Lake Nona Golf & Country Club is a private residential golf club community in southeast Orlando, Florida. The 600 acre community features an 18-hole championship golf course designed by Tom Fazio. Set amidst freshwater lakes and oak, pine and cypress trees, Lake Nona Golf & Country Club offers a range of residences, including custom-built estate homes.

== Golf course ==
The championship golf course at Lake Nona was designed by Tom Fazio in 1986. It is recognized as one of the top 100 golf courses globally. The course traverses through natural pine forests and oak groves, encompassing three lakes. It offers varying levels of challenge with yardages ranging from 4,221 yards from the forward tees to 7,200 yards from the championship tees.

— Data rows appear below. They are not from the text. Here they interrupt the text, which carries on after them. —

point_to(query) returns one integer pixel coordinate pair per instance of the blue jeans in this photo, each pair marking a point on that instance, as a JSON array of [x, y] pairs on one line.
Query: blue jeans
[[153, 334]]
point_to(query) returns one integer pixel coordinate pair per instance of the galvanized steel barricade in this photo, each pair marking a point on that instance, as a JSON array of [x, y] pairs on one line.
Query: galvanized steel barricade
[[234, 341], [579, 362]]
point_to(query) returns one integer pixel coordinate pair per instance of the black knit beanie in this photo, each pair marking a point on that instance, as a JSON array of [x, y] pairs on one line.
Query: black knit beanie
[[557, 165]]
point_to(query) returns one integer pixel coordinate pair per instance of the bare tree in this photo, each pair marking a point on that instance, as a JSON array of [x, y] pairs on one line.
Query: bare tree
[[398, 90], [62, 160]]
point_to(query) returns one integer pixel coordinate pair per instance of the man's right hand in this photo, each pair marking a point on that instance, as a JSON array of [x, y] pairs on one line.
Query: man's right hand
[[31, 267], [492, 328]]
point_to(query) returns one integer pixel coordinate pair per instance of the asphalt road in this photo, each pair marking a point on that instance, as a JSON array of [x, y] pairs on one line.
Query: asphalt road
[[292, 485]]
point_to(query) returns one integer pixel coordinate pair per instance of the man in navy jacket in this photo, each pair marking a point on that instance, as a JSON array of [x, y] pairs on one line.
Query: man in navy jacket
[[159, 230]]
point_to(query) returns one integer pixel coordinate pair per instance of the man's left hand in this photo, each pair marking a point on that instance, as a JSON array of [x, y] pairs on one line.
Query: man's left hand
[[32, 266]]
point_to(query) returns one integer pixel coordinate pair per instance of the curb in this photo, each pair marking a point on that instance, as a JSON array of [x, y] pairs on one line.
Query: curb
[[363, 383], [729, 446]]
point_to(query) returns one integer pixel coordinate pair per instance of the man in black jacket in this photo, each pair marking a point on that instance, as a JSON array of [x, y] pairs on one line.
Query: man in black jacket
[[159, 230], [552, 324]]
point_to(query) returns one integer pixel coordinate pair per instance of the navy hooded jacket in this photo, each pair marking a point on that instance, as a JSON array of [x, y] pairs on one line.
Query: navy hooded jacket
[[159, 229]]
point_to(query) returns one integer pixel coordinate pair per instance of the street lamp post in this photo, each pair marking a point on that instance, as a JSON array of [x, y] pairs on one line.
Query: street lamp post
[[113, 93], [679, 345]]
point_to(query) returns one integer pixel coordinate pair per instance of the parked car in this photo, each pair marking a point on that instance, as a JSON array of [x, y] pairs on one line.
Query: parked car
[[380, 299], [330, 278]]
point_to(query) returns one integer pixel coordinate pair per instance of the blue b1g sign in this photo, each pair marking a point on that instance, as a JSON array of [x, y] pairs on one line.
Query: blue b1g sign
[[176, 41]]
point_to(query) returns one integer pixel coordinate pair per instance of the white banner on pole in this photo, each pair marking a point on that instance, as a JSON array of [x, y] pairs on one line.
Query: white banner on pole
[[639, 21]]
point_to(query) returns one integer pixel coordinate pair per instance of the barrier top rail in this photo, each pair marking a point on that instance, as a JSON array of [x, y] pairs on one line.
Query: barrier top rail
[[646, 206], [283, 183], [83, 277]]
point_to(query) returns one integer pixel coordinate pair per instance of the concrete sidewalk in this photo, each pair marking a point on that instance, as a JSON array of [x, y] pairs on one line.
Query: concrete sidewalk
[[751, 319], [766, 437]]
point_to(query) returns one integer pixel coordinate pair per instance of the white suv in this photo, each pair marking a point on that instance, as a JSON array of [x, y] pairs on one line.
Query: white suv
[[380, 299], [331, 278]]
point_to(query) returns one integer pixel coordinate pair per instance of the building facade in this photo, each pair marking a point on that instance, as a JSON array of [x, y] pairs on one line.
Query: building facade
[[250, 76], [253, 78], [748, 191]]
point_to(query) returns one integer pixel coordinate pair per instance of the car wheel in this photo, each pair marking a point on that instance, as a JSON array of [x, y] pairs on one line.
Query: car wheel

| Hole | Par | Professional Yards | Men's Yards | Ladies Yards | Sunley Yards |
|---|---|---|---|---|---|
| 1 | 4 | 424 | 351 | 322 | 145 |
| 2 | 5 | 563 | 508 | 451 | 255 |
| 3 | 4 | 451 | 389 | 336 | 180 |
| 4 | 3 | 198 | 149 | 95 | 90 |
| 5 | 4 | 359 | 327 | 253 | 140 |
| 6 | 3 | 209 | 160 | 105 | 102 |
| 7 | 4 | 442 | 397 | 316 | 155 |
| 8 | 4 | 427 | 373 | 327 | 160 |
| 9 | 5 | 534 | 499 | 441 | 260 |
| 10 | 4 | 441 | 403 | 367 | 160 |
| 11 | 5 | 582 | 517 | 424 | 240 |
| 12 | 4 | 418 | 392 | 342 | 180 |
| 13 | 3 | 157 | 145 | 122 | 83 |
| 14 | 4 | 318 | 294 | 253 | 140 |
| 15 | 5 | 578 | 514 | 441 | 275 |
| 16 | 4 | 461 | 393 | 360 | 190 |
| 17 | 3 | 198 | 162 | 123 | 120 |
| 18 | 4 | 440 | 393 | 311 | 175 |

== Tournaments hosted ==
Lake Nona has hosted a variety of professional and amateur golf tournaments including:

Professional

- Solheim Cup: 1990 (inaugural)
- World Cup of Golf: 1993
- U.S. Open qualifier: 1993, 2003, 2009
- U.S. Women's Open qualifier: 1993
- Tavistock Cup: 2004, 2007, 2009, 2012
- Gainbridge LPGA (LPGA Tour): 2021
- Hilton Grand Vacations Tournament of Champions (LPGA Tour): 2022, 2023, 2024

Amateur

- U.S. Senior Amateur: 2010
- Southern Amateur: 1994, 2008
- Women's Southern Amateur: 1995
- USGA Centennial Men’s State Team Tournament: 1995
- Florida State Amateur: 1989, 1999
- Florida Women’s State Amateur Championship: 1996
- Tavistock Collegiate Invitational: 2014

==Notable residents==
Residents, past and present, include Annika Sörenstam, Graeme McDowell, Víctor Martínez, Nick Faldo, David Leadbetter, Ernie Els, Lou Holtz, Ian Poulter, Justin Rose, Henrik Stenson, Charles Woodson, Gary Woodland, Ben An, Tyrrell Hatton and Lydia Ko.